Il killer, pur ammettendo di essere stato arrestato in passato per sfruttamento della prostituzione, disse non essere mai stato con la donna scomparsa e da una superficiale ricerca nella casa non emerse nulla. Così Ridgway non venne incriminato e il caso restò insoluto per parecchi anni, fino alla soluzione definitiva.

L'anno successivo, Ridgway venne interrogato nuovamente circa i suoi contatti con un'altra prostituta uccisa. A mettere gli investigatori sulle sue tracce fu un'amica della vittima, che aveva descritto l'uomo. Ma anche in questo caso, il killer riuscì a farla franca, raccontando agli inquirenti di aver contattato la testimone dopo la scomparsa della vittima e che questo aveva probabilmente portato la donna a pensarlo colpevole.

In concomitanza con i fermi e le perquisizioni, cessavano anche gli omicidi commessi, ma non i ritrovamenti dei corpi, che continuavano a venire alla luce, anno dopo anno. Anche nel 1987, Ridgway finì nuovamente al centro delle indagini, ma ancora una volta i sospetti su di lui non bastarono a farlo finire dietro le sbarre. Così, nel 1990, dopo 8 anni di indagini, la Green River Task Force venne ufficialmente sciolta.

La svolta grazie al Dna

Gary Ridgway piange alla lettura della sentenza
Gary Ridgway piange alla lettura della sentenza

Tutto faceva pensare che l'assassino sarebbe rimasto a piede libero e che nessuno avrebbe mai scoperto la verità sul killer del fiume. Dopo lo scioglimento della task force, a gestire il caso era rimasto un solo uomo, Tom Jensen. Ma anche David Reichert, il primo a guidare la task force, non aveva smesso di indagare. Così, quando nel 2001 le nuove tecniche forensi iniziarono a mostrare i primi progressi, come la possibilità di estrarre il Dna da campioni genetici, il caso venne riaperto.

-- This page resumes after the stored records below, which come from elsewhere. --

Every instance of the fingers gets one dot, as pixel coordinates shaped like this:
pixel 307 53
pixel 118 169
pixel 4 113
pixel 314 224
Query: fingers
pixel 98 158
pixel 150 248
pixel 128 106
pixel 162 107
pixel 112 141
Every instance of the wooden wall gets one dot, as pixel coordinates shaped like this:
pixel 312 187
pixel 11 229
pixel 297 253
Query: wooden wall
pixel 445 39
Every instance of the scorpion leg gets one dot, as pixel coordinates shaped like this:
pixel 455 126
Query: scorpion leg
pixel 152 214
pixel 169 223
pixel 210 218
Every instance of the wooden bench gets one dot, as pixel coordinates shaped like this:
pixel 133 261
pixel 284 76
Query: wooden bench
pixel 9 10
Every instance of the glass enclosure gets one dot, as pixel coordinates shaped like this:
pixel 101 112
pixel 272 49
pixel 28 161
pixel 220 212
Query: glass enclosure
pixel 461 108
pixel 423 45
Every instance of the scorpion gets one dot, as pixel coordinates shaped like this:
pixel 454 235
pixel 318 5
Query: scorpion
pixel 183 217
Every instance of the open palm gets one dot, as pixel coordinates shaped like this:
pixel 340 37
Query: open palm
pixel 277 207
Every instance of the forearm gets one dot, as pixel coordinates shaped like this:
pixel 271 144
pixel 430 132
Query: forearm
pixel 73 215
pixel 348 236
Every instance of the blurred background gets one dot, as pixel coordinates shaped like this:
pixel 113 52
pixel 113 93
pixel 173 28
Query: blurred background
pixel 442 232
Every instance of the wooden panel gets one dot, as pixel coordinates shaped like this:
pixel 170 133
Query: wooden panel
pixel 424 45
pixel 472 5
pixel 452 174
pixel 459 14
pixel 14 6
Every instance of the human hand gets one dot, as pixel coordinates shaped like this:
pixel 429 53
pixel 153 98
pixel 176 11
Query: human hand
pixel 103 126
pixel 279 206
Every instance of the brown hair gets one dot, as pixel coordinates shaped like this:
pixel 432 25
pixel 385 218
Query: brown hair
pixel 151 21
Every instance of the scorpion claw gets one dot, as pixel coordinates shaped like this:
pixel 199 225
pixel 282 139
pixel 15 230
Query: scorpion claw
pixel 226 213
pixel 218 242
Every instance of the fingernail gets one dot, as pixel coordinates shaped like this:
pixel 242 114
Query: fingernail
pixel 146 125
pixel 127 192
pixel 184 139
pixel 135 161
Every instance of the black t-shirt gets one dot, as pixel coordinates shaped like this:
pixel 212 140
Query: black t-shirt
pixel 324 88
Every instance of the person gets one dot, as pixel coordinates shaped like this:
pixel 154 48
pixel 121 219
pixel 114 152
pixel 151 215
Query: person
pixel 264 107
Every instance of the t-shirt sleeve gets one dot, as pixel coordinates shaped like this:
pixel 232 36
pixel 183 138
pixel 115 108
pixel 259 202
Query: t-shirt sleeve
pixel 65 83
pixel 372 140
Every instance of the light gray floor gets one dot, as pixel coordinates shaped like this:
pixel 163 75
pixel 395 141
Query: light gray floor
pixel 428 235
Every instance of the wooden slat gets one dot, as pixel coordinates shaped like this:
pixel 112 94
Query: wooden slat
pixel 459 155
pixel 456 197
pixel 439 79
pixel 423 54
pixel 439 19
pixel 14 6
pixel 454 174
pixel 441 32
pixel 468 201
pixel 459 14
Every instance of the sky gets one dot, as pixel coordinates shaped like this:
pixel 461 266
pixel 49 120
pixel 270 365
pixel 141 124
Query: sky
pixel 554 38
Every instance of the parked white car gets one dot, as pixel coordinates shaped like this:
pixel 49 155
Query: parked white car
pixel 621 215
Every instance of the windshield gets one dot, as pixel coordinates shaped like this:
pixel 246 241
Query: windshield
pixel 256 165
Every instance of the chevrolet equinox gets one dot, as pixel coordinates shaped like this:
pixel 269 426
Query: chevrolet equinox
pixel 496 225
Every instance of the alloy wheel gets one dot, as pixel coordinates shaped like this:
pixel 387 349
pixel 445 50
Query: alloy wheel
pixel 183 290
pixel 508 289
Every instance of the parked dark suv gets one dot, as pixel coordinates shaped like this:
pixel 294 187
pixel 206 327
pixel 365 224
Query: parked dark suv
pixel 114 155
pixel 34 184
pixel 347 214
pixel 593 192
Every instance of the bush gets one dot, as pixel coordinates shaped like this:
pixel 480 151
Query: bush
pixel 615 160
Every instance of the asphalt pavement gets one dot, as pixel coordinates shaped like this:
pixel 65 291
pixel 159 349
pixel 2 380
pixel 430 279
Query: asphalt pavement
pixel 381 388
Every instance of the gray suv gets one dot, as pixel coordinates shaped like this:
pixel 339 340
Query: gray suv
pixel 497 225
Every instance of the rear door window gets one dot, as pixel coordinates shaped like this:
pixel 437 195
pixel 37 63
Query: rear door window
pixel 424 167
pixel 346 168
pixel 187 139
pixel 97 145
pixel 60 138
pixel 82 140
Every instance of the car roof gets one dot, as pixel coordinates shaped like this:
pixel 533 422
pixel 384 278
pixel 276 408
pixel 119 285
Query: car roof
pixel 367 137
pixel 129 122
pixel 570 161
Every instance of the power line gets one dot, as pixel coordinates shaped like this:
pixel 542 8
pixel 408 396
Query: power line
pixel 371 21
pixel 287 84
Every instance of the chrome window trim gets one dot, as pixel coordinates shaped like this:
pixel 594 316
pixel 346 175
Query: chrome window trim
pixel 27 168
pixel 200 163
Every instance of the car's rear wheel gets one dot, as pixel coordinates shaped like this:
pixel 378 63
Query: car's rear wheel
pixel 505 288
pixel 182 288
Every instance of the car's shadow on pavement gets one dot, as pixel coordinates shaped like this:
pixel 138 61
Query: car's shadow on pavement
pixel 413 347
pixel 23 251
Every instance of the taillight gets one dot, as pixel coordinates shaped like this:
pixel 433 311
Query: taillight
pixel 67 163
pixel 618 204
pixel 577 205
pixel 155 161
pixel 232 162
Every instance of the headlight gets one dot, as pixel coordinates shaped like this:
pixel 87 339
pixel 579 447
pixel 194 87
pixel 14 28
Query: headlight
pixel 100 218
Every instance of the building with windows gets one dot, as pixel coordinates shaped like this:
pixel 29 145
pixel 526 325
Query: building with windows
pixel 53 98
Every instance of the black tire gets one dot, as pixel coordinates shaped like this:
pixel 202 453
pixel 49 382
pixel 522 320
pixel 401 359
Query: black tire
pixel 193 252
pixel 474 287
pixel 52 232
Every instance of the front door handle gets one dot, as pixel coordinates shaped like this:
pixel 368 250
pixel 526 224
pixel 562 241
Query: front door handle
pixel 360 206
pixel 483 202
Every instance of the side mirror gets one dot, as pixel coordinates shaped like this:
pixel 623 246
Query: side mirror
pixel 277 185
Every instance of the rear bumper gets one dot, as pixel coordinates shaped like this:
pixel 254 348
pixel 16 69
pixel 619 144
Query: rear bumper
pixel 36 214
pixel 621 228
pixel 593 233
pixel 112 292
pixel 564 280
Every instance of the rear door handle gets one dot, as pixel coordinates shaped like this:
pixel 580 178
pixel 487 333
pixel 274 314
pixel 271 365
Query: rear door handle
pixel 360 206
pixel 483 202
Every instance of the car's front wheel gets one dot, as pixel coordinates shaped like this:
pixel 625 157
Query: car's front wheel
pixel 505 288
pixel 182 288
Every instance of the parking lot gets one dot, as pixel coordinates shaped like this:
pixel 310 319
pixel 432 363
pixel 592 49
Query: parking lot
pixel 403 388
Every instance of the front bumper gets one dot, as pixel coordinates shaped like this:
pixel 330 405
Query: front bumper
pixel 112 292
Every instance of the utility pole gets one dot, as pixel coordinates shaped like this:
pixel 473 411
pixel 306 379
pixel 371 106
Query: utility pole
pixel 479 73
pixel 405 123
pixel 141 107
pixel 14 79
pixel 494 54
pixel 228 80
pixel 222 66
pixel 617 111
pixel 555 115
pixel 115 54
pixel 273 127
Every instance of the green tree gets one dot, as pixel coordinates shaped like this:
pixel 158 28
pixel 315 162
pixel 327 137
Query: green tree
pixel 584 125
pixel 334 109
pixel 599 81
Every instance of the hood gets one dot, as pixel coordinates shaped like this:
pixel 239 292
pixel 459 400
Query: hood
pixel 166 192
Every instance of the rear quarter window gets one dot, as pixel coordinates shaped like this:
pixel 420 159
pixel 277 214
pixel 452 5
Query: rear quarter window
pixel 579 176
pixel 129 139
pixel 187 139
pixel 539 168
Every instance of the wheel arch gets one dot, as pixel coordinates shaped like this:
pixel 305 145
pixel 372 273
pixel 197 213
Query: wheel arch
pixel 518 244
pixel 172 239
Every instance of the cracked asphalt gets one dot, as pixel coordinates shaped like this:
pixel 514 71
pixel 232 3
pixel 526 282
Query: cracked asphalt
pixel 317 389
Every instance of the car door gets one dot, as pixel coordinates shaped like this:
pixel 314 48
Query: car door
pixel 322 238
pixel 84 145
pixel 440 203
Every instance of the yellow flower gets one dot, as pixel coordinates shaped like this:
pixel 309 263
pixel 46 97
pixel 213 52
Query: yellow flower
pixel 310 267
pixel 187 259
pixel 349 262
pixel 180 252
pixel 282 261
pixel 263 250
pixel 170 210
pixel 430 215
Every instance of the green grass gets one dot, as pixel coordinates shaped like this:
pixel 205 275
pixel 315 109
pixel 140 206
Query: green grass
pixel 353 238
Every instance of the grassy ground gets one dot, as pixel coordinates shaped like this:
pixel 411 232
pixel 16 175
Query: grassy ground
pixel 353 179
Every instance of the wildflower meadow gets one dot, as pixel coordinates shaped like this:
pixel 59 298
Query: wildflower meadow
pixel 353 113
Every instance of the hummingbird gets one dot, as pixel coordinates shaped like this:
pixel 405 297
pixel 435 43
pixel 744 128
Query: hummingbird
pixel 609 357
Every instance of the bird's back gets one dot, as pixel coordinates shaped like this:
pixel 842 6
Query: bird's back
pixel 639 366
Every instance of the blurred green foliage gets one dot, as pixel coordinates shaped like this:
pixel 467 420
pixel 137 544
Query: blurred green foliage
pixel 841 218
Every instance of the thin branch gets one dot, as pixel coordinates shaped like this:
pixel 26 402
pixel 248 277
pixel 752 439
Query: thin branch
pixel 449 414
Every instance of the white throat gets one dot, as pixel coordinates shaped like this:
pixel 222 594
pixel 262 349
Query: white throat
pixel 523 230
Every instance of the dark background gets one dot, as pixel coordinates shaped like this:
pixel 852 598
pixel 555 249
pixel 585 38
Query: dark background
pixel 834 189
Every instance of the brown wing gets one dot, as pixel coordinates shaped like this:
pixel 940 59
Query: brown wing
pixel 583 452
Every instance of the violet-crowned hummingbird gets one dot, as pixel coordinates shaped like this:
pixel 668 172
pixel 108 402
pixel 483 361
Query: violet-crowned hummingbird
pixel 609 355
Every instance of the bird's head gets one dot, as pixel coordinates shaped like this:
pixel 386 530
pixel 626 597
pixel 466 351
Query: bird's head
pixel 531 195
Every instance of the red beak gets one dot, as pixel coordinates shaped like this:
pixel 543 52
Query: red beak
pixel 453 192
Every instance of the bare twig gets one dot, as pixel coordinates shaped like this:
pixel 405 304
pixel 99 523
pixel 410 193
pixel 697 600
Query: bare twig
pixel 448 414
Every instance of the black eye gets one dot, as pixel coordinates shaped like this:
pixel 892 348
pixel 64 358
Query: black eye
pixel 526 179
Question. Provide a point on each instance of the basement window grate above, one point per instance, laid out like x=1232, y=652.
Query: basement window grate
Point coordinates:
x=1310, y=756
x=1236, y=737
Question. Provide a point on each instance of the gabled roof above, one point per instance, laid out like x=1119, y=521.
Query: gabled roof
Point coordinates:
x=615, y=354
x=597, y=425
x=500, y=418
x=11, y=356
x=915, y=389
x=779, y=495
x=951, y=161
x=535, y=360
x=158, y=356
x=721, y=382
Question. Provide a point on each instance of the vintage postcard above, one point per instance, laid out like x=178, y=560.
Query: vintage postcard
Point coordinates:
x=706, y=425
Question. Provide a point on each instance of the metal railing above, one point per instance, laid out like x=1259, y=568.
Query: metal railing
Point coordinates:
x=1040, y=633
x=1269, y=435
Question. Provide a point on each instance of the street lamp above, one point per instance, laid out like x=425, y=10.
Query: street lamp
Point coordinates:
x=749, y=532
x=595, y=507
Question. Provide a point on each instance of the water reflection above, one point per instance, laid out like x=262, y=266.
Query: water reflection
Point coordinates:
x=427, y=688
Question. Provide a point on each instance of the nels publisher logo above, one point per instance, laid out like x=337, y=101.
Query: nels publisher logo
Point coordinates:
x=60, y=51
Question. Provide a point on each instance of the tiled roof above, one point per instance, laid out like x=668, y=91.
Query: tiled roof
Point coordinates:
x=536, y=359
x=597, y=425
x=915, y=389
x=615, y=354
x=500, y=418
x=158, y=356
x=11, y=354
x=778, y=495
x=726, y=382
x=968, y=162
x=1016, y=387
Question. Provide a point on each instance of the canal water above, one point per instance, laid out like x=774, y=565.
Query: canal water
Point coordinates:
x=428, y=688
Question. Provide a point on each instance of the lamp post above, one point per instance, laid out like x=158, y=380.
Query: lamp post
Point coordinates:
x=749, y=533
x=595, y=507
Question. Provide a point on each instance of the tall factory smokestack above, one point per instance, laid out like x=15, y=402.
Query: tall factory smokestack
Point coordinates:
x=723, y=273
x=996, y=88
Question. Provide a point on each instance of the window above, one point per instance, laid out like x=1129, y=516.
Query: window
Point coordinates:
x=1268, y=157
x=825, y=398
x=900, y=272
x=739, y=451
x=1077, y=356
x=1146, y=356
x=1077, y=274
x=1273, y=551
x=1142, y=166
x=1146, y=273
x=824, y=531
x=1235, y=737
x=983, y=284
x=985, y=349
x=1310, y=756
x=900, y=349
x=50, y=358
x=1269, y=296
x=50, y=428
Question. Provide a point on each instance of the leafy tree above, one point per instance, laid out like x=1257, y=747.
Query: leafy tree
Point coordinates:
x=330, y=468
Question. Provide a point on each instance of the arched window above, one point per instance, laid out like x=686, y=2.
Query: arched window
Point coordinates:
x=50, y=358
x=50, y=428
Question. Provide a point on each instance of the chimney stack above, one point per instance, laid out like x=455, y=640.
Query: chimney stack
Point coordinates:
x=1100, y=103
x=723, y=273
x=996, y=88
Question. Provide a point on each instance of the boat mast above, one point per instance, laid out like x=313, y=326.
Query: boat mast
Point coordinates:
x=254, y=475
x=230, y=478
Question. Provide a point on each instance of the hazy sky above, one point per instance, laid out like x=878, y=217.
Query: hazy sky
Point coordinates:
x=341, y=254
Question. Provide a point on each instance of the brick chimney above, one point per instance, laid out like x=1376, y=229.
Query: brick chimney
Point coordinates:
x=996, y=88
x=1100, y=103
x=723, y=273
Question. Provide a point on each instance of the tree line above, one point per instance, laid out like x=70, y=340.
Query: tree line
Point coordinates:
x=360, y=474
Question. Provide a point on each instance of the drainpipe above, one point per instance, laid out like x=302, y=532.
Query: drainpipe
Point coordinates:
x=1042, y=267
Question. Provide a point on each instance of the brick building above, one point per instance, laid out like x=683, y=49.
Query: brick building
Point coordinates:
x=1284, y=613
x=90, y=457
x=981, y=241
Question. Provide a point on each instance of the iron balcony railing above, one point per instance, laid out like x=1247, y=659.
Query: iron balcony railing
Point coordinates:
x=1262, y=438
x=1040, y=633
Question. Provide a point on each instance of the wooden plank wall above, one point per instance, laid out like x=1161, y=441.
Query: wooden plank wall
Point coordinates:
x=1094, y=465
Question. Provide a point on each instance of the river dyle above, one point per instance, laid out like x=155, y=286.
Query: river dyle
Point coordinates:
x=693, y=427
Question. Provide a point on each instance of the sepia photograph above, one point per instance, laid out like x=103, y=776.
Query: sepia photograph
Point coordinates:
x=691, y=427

E nel settembre del 2001 vennero riesaminati tutti gli indizi e tutto il materiale delle indagini, tra cui alcune tracce di sperma, che gli investigatori ritenevano essere appartenuti all'assassino e relative ai delitti del 1982 e del 1983. Il Dna delle tracce di sperma corrispondeva a quello di Gary Ridgway, estratto da un suo campione di saliva prelevato nel 1984. Dopo aver raccolto ulteriori riscontri e prove il Green River Killer venne arrestato il 30 novembre 2001, dopo 20 anni di indagini.

Ridgway era accusato di quattro omicidi accertati, ma con le analisi sul pick-up del killer, vennero verificati altri tre delitti. Inizialmente il killer non ammise di aver commesso gli omicidi, ma quando la polizia lo avvertì che avrebbe potuto evitare la pena di morte se avesse detto la verità, l'uomo confesso di essere il serial killer del fiume.

Nel novembre del 2003 Ridgway ammise tutti i delitti inseriti nella lista della polizia: erano in totale 48. L'uomo guidò gli agenti anche nei luoghi in cui avrebbero potuto ritrovare i corpi di alcune donne scomparse. Il 18 dicembre del 2003, il giudice Richard Jones ha condannato Ridgway a 48 ergastoli, uno per ogni donna assassinata, e a una multa da 480.000 dollari, 10.000 per ciascuna delle vittime.

"Non ho una buona memoria dei loro volti - disse il serial killer, come riportò il Los Angeles Times - Ho ucciso così tante donne, faccio fatica a ricordarle". Ridgway dichiarò di aver ucciso le sue vittime nel proprio camioncino o in casa sua, strangolandole, e di averle poi scaricate nei luoghi in cui vennero ritrovati i corpi. Successivamente venne trovato il teschio mancante di una delle vittime, di cui il serial killer aveva confessato l'omicidio, ma per il quale non era stato giudicato, per insufficienza di prove. Nel 2011 Ridgway venne ufficialmente incriminato anche per questo omicidio e gli venne aggiunto un altro ergastolo, portando le vittime accertate a 49.

Delle donne ritrovate e attribuite al Green River Killer due restano ancora senza un'identità.

Inoltre c'è il sospetto che un'altra ventina di delitti rimasti senza un colpevole potrebbero essere opera di Ridgway. Il serial killer del fiume venne assicurato alla giustizia e sta scontando la sua pena nel penitenziario statale di Washington a Walla Walla.